The MLB Is Slowly Making Paternity Leave a Big League Conversation
While it offers a meager number of days off for new dads, the MLB's paternity policy does work by bringing the conversation, well, into the big leagues.
If you take social cues from such dyspeptic sports talk radio hosts as Michael Felger, you’d think a Major League Baseball player taking paternity leave was the worst sin in the world. How dare he, a professional athlete who works “six months out of the year”, take time off to “tickle the baby”? But the truth about dyspeptic sports talk radio hosts is that they’re starting to sound woefully outdated. Most people are more or less okay with the 20-odd baseball players who have taken paternity leave each year since 2011, when the league instated it.
“There hadn’t been an outcry before and not since, that’s really the story here,” says Scott Behson, professor of management at Fairleigh Dickinson University and the author of “The Working Dad’s Survival Guide.” “Baseball as an employer and institution, as well as the fans see paternity leave and involved fatherhood as normal. As it should be.”
What’s more, as it’s the only major sports league that offers paid paternity leave, the MLB could be doing a favor to millions of dads who can’t hit a fastball to save their lives — even if that was never the league’s intention: bring the paternity leave conversation into a widely watched masculine institution.
“Here’s a very American masculine institution of baseball that is communicating that babies are men’s work as well as women’s work, and we need to support them becoming a father,” says Claire M. Kamp Dush, an associate professor of family science at The Ohio State University. “That’s a very important cultural message.”
Before 2011, when a player wanted to witness the birth of his child, his team had two options: They could choose to play one man short while the new father was away.

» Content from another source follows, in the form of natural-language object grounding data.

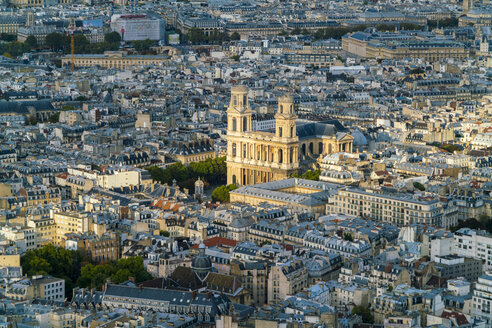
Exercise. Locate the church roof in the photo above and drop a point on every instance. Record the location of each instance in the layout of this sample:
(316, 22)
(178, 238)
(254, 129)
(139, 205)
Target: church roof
(319, 129)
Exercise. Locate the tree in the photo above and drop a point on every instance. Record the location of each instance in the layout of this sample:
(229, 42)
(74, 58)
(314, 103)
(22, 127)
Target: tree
(419, 186)
(212, 171)
(112, 37)
(94, 276)
(31, 42)
(222, 193)
(364, 312)
(55, 261)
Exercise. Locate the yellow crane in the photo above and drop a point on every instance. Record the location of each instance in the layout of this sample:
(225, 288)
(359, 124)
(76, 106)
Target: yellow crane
(72, 52)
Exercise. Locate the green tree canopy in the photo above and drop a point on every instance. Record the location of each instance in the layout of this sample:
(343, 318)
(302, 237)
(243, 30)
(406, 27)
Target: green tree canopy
(94, 276)
(213, 171)
(55, 261)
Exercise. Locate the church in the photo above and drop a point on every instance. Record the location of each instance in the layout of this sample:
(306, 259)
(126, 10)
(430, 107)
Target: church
(294, 146)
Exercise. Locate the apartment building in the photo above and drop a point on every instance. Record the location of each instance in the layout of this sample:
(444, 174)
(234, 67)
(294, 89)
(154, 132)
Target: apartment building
(99, 248)
(37, 287)
(396, 209)
(286, 279)
(346, 295)
(474, 244)
(114, 59)
(23, 238)
(482, 299)
(69, 223)
(44, 230)
(385, 275)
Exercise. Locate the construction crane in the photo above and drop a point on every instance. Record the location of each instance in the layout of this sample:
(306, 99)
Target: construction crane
(72, 51)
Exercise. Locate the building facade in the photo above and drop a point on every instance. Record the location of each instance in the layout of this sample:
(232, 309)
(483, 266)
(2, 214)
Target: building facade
(263, 156)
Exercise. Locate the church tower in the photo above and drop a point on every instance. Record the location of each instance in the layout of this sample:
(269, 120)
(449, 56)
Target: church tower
(286, 134)
(260, 156)
(239, 114)
(285, 119)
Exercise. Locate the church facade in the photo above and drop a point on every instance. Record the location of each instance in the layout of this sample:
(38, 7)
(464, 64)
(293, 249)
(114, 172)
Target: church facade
(264, 156)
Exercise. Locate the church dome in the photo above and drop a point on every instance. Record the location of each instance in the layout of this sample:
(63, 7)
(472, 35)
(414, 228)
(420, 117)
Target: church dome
(359, 138)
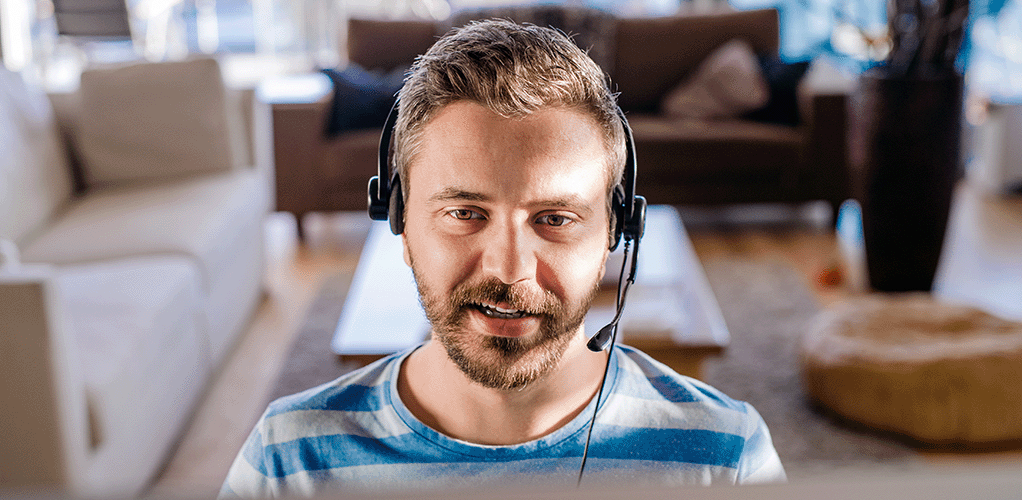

Or they could suspend the player and deny him pay while he was AWOL — because that was the only way the team was permitted to replace him with a player from the minor league. It was really a question of playing shorthanded or not. So the notion for paternity league in baseball came from team general managers, not the league itself, nor the players association. The GMs pushed the idea for rather practical reasons
“General managers felt it was inappropriate not to pay players their salaries when they were just going for a few days for the birth of their child,” says Paul Misfud, the league’s vice president and the author of the rule. “They didn’t want to create a situation where a player stays with the team just to get paid.”
Under the rule, players must miss at least one game but can be absent for no more than three. They get paid, the team doesn’t have to play shorthanded, and one more baby can brag that their dad passed out in the delivery room.
If three days sounds a bit paltry, don’t expect it to get any longer. “It’s been a dormant issue since 2011,” says Misfud, who takes that as an indication that the teams are doing fine and the players feel it’s adequate. So why would the league feel pressed to change the rule? “We haven’t gotten any pushback from the players union asking for more time,” he says. But, “It would only take three or four players to need more time during the delivery of their child to bring the issue back to the table.”
Elvis Andrus
“Sports have always been a vehicle for change and progress in society, especially baseball,” Behson says. “They’re very proud of their role in the integration of other aspects of society. If someone we look up to takes parental leave, it makes it more acceptable for others to do so.”
This year so far at least eight players have taken advantage of the policy, including Texas Rangers shortstop (and guy with a very rock’n’roll name) Elvis Andrus, San Diego Padres center fielder Manuel Margot, and — guy who also has a very rock’n’roll name — Cleveland Indians first baseman Carlos Santana.
The odds of dads-to-be taking paid leave has doubled since 2004, according to the Department of Labor (though it’s still at a pitifully low rate). But regardless of one’s batting average, fewer than one fifth of employers offer paid leave, according to the Society for Human Resources Management. And that number hardly matters anyway, since more than a third of guys say they wouldn’t take parental leave for fear of negative consequences at work.
While it certainly doesn’t put it in the company of such paternity-leave power players as Patagonia, Deloitte, and Netflix, the MLB’s policy brings the paternity leave conversation, well, into the big leagues.
“Baseball putting the idea of paid designated leave out there reminds people that it’s still something most Americans don’t have access to,” says Janine A. Parry, a political science professor at the University of Arkansas and author who’s written about family leave. “That makes it an important part of the national conversation.”